Overnight trading in Asia had been mixed despite a rebound on Wall Street, but January purchasing manager index (PMI) data helped settle European nerves before the European Central Bank's monthly meeting on Thursday.
The pan-regional FTSEurofirst 300 was up 0.4% after the data. Outperforming Italy, Spain and Portugal bolstered gains of 0.4, 0.3 and 0.2% in London, Paris and Frankfurt.
Markit's euro zone Composite PMI, which gauges business activity across thousands of companies and is seen as a good guide to economic health, climbed to 52.9 in January from 52.1 the previous month. That was the highest final reading since June 2011.

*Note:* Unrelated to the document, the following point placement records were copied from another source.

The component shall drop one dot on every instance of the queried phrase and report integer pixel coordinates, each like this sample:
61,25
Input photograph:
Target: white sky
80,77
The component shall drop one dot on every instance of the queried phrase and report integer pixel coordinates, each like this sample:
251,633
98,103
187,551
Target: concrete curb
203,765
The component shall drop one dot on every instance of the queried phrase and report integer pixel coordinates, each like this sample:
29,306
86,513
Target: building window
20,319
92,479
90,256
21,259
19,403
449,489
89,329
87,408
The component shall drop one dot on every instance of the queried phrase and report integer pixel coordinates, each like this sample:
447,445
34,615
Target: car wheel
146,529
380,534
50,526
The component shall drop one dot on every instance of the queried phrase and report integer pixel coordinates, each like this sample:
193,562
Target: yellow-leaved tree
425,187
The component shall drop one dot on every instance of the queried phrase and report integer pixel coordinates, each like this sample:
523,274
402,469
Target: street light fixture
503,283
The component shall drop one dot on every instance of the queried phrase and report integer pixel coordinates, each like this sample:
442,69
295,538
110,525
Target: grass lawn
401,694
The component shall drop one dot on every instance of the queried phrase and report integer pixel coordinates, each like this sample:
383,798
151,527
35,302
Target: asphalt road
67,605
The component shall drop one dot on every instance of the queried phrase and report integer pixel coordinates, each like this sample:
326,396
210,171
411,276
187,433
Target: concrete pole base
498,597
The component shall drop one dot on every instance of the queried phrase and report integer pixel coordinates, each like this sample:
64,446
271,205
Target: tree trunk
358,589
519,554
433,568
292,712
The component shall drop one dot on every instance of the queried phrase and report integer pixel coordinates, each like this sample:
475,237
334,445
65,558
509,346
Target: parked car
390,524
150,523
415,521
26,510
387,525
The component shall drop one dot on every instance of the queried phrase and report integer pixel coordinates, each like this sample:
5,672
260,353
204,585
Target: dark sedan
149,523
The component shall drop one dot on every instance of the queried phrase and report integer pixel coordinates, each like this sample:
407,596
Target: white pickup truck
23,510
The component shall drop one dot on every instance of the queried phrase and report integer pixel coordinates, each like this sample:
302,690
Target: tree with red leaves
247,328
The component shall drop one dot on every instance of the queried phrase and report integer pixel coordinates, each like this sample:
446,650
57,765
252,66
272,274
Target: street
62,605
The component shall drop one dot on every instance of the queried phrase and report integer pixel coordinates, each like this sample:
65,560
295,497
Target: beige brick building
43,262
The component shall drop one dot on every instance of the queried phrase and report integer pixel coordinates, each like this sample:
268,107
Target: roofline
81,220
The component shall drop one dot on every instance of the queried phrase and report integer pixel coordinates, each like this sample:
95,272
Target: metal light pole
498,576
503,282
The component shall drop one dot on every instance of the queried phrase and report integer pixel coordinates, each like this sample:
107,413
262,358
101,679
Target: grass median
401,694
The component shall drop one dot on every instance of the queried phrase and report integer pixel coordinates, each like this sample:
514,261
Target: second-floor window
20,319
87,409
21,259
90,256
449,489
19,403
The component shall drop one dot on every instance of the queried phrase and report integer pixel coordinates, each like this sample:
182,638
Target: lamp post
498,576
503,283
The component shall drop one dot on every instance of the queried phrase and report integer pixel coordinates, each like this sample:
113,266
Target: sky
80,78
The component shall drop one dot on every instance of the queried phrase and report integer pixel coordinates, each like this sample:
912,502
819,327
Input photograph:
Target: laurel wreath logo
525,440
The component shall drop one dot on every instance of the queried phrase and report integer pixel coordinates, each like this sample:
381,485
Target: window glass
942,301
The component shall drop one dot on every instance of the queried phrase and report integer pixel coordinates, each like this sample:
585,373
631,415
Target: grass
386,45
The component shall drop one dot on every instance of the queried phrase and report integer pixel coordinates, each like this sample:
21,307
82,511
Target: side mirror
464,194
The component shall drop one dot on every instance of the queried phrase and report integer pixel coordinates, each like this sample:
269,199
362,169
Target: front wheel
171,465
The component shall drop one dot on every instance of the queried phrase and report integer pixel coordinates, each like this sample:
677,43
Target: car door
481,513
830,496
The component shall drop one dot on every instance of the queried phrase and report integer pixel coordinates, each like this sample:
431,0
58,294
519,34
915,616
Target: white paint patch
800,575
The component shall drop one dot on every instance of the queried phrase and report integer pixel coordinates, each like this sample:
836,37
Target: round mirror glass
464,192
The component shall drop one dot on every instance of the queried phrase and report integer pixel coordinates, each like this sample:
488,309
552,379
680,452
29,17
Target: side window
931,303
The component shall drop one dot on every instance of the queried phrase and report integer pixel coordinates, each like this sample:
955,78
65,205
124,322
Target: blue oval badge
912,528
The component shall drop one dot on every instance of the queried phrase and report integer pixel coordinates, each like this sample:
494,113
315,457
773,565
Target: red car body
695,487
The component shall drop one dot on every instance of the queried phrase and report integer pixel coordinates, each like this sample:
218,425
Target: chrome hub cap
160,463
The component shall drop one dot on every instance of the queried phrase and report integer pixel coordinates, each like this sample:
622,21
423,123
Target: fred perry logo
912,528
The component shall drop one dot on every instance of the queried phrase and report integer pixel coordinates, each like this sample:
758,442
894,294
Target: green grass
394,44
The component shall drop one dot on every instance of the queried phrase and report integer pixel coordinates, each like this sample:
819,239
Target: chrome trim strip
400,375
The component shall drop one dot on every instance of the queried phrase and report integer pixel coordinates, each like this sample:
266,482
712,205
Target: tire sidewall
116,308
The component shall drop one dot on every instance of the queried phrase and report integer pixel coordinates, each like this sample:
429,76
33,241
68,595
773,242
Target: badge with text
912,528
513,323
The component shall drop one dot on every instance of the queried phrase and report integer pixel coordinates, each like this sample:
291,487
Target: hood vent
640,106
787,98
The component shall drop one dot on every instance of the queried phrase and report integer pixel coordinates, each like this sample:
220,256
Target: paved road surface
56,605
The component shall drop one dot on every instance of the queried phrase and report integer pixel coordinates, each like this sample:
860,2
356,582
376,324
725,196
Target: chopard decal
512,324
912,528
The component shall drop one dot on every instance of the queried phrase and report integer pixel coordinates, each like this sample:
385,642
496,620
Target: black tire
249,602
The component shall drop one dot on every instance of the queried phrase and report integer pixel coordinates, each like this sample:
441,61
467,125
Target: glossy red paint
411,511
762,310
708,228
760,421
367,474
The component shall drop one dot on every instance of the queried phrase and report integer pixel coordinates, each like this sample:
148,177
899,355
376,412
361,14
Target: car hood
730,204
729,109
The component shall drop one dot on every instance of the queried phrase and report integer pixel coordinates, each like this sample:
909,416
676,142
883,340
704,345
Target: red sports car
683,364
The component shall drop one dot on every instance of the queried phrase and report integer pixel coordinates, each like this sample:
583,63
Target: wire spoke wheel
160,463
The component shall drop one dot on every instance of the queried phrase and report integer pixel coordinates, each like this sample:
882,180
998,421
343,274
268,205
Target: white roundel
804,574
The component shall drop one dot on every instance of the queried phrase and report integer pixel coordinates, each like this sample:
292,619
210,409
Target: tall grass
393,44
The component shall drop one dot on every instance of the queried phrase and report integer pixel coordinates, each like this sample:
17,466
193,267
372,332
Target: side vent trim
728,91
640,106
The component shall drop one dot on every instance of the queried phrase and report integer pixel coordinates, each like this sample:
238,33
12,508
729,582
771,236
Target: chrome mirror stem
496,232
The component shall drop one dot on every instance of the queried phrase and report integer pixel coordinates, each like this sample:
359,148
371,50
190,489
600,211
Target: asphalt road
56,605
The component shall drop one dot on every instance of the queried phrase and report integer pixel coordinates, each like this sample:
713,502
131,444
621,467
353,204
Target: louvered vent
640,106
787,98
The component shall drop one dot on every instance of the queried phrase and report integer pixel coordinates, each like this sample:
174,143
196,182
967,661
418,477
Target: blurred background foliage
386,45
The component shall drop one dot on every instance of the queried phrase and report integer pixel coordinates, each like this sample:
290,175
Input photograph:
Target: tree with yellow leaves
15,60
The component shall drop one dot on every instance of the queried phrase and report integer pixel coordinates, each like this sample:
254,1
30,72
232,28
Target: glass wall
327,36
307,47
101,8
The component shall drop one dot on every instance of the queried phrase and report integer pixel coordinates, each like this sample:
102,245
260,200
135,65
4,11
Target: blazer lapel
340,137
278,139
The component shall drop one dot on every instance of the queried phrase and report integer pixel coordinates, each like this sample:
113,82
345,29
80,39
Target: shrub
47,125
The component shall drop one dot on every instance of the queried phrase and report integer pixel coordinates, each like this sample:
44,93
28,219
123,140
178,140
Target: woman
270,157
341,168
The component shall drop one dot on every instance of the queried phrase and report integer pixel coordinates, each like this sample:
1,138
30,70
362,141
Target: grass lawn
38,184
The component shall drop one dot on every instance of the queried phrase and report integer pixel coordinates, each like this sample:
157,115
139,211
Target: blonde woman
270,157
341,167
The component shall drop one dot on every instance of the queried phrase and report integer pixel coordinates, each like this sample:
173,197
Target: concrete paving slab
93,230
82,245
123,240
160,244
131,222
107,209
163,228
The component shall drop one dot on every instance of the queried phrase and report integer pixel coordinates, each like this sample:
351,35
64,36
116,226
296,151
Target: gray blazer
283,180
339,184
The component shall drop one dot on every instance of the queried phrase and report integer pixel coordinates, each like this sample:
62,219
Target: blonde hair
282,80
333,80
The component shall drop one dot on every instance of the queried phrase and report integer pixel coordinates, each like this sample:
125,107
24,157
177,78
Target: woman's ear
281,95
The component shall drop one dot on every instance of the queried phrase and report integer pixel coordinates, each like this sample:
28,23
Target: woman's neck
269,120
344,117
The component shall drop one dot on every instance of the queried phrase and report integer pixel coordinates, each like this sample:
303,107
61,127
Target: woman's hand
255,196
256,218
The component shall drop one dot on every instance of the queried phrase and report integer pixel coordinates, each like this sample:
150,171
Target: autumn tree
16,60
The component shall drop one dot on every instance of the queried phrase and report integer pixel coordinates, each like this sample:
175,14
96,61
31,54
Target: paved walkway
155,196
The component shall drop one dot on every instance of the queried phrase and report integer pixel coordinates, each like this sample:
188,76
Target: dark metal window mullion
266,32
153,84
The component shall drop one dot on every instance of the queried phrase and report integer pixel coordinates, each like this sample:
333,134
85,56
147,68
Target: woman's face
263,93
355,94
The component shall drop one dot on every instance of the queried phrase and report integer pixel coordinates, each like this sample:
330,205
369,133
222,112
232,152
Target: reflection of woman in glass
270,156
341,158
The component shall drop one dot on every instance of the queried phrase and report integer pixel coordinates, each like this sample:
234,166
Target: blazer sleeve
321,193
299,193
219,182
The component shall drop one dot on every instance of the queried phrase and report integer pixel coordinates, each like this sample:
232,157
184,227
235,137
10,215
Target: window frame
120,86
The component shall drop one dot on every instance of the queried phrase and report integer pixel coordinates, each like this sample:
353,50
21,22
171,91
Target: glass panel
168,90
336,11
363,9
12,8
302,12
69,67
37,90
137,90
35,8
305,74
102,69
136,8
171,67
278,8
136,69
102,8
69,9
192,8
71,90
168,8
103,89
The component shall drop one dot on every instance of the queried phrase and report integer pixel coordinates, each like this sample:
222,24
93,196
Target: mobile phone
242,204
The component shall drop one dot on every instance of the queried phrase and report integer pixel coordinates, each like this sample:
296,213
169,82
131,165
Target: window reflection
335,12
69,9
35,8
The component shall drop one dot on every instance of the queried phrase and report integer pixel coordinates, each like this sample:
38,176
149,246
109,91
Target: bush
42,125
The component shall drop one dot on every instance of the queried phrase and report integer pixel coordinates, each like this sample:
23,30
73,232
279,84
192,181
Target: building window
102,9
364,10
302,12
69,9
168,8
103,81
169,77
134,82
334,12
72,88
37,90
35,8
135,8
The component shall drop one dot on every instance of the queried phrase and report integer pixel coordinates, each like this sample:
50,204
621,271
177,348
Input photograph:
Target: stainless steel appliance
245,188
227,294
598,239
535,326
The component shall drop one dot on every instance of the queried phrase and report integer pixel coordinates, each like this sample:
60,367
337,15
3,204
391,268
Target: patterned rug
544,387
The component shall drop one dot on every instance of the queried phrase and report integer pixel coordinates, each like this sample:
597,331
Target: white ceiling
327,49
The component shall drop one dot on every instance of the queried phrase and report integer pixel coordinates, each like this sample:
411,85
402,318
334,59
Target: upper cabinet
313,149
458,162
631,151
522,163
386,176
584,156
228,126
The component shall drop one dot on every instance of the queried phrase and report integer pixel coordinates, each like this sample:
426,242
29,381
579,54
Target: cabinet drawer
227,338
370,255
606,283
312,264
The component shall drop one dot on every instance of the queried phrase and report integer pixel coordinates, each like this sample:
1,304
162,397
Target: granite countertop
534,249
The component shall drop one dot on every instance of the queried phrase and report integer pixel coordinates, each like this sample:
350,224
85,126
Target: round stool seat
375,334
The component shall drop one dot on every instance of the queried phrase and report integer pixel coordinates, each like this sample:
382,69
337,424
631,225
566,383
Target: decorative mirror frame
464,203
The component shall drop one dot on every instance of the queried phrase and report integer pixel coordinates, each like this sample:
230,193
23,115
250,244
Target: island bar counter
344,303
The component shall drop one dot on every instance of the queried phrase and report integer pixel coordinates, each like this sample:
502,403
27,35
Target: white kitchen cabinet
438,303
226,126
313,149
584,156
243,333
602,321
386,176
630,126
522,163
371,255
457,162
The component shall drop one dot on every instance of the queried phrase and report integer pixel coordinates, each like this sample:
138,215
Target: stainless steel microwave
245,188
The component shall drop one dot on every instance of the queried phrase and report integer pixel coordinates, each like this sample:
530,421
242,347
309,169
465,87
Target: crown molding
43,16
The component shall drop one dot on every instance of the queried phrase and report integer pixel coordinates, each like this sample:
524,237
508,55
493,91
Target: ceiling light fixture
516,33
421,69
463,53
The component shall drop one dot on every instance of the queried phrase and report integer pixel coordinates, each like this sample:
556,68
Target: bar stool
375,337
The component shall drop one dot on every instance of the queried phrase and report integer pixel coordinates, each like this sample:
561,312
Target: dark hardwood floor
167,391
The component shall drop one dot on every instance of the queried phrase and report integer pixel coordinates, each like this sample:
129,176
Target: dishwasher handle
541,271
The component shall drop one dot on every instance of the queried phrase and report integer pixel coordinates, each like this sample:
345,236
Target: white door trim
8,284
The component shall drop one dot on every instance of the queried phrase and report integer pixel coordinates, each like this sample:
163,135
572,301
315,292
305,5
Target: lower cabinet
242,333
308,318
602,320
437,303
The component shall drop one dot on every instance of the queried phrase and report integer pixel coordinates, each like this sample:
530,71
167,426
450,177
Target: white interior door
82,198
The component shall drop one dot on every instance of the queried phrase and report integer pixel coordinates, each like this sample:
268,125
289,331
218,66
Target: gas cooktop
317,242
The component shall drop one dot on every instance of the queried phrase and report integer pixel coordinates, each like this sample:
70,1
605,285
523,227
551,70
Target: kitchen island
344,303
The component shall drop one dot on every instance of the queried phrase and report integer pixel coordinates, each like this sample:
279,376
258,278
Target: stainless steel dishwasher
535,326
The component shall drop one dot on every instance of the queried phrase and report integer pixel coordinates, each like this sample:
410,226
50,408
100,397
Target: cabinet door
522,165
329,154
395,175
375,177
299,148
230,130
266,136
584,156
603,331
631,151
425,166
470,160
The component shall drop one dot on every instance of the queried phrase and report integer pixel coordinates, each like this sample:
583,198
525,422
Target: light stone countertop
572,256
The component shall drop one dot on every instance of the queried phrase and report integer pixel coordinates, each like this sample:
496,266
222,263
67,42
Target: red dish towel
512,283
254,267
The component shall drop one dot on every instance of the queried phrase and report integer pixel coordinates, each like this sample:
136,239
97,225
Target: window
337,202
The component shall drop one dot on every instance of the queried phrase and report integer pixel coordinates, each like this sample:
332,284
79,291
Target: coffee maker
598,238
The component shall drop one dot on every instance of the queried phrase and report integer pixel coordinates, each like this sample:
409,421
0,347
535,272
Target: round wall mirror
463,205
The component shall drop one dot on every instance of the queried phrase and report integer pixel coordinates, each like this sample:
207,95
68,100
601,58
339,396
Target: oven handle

It showed the recovery of the 18-member bloc is broad-based, Markit said, with Germany leading an upswing in peripheral members amid signs of a stabilisation in number two economy France.
"The euro zone PMI was down slightly on the earlier flash reading but nevertheless signals a very encouraging start to the year," said Chris Williamson, Markit's chief economist.
It was welcome news following data hiccups from the world's biggest economies, the US and China, earlier this week.
Dealers cautioned, however, that the mood remained brittle and it would only take a poor US payrolls report on Friday to set the bears running again. The ADP reading on private hiring is due later on Wednesday, and investors are likely to react badly to any disappointment.
In Asia, the strain clearly took a toll. Demand for safety in the yen and top-rated bonds grew on a roller-coaster day for Toyko's Nikkei and more losses for Chinese stocks.
The Nikkei eventually closed up 1.2%, but swings throughout the day meant it never got close to testing resistance at the 200-day moving average. The index has shed 14% this year following last year's 50% boom.
YEN EFFECT
The faltering performance was all the more disappointing as some major corporate names reported upbeat earnings, helped by the yen's recent plunge. Panasonic Corp jumped 17% after its quarterly earnings more than tripled. Toyota Motor Corp rose 5% after it predicted record annual profits.
On Wall Street, the Dow had ended Tuesday up 0.47% and the S&P 500 added 0.76%. But stock futures were trading lower on Wednesday, with the S&P e-mini contract off 0.3%.
The underwhelming bounce in the Nikkei led investors to again bid up the safe-haven yen, with the dollar dipping to 101.36 yen from an early top of 101.77.
"The key will be the US data, and any missing of forecasts will challenge the global recovery story and push dollar/yen towards the 100.60 support," said Jeremy Stretch, the head of currency strategy at CIBC World Markets.
The euro eased a touch to $1.3510 and German Bund yields returned to six-month lows, still driven by speculation that the threat of deflation might nudge the European Central Bank into easing policy on Thursday.
The major mover in currencies was the Australian dollar, which surged after the country's central bank on Tuesday shut the door on further rate cuts.
The Aussie was enjoying the view at $0.8910 after climbing a steep 2% overnight. It also rallied against the euro and yen as speculators abandoned short positions in what had been a very crowded trade.
TREASURY HUNT
The reluctance to take risks led to demand for US Treasuries, with the 10-year yield ticking down to 2.61%, not far from the recent three-month low at 2.57%.
Gold got a slight boost but remained sluggish at $1,255.60 an ounce.
In commodities, prices for wheat were boosted by dry weather and deteriorating crop conditions in the United States. Soymeal and corn were in high demand.
Broad gains in grains and natural gas lifted the Thomson Reuters/Core Commodity Index 1%, the biggest one-day gain in nearly a month.
US oil futures rose on bets on a reduced stockpile at a key delivery point caused by the start-up of a major pipeline. The March NYMEX contract added 64 cents to $97.84 a barrel. Brent crude rose 42 cents to $106.20.